When rock climber Andrew Hedesh hit rock bottom in his job in 2008, he came to Yangshuo, a popular tourist destination in southern China, to clear his mind.
"I came to China, and I typed into the internet "rock climbing where in China"," said Hedesh, who is from the United States. "It showed a photo of Yangshuo, and I decided to come here."
Yangshuo, a small county in the Guangxi Zhuang autonomous region, is known for its karst formations and the beautiful Lijiang River.
It is a backpacker paradise that boasts pleasant weather, easy transportation, and - most of all - countless crags suitable for rock climbing.
About 300 rock climbers live in Yangshuo, including about 50 foreigners.
After spending almost 10 years working as a tour guide, Hedesh wanted to share his experience in rock climbing in China. His book, Yangshuo Rock - A China Climbing Guide, has hit the stands in Europe and the US.
"Yangshuo is the most popular international rock climbing destination within China," he wrote in the book. "The local karst topography offers a lifetime of crags unique in rock formations, atmosphere, and scenery. Potential development is limitless and only bound by imagination."
Hedesh said he spent four years collecting information about the crags and climbing routes, taking pictures, and interviewing people about their climbing stories in Yangshuo.
"I really wanted to celebrate Yangshuo and the culture, and I wanted to advertise this location to the rest of the world," he said. "Climbing here has a very good, satisfying feeling.
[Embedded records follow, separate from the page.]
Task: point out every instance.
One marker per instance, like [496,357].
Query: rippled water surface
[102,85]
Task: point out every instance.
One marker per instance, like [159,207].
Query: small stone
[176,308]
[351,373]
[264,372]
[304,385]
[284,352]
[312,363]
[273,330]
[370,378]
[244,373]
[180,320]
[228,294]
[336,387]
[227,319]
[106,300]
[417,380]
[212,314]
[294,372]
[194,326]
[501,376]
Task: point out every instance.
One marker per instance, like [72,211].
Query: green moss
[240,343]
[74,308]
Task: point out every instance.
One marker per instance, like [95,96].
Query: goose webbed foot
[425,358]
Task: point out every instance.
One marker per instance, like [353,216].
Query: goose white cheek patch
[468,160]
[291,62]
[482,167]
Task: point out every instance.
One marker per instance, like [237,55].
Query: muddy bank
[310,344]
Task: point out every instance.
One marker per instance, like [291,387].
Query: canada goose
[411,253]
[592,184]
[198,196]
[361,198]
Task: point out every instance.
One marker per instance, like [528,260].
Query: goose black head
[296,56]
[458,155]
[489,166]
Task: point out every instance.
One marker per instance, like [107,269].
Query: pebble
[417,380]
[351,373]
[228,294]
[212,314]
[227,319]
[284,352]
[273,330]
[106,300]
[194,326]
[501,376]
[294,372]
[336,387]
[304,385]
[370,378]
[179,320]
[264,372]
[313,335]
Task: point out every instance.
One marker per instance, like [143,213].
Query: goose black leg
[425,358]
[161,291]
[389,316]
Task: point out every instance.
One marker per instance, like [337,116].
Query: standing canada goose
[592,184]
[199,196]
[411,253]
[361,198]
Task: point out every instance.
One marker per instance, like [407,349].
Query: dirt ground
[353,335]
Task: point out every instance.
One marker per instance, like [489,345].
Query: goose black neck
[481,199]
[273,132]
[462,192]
Even the short routes make me feel alive."
Hedesh started rock climbing in 1998. Since coming to Yangshuo in 2008, he has tried a variety of difficult routes.
"Over the years I developed a lot of routes in Yangshuo, and it gives me more opportunities to develop other parts of China," he said. "There are maybe 10 to 20 different locations, and around 230 routes inside China."
In recent years, Hedesh has made many friends through rock climbing, such as Zhang Yong, who was among the first Chinese rock climbers in the 1990s. He settled in Yangshuo in 2004.
"The karst formations in Yangshuo have holes, cracks and stalactites, so the routes are quite interesting," Zhang said.
Along his journey, Hedesh also met an 11-year-old climber named Zhang Pinyuan, and a 68-year-old man who continued to climb after having both legs amputated.
"Most Chinese are caught up with everyday city life, but there is something more out there," the US citizen said. "Rock climbing can give them a little sense of adventure and a sense of life."
Hedesh said he plans to write a second book, in which he will use his own experience to tell readers how he fell in love with the sport and the dangers it involves.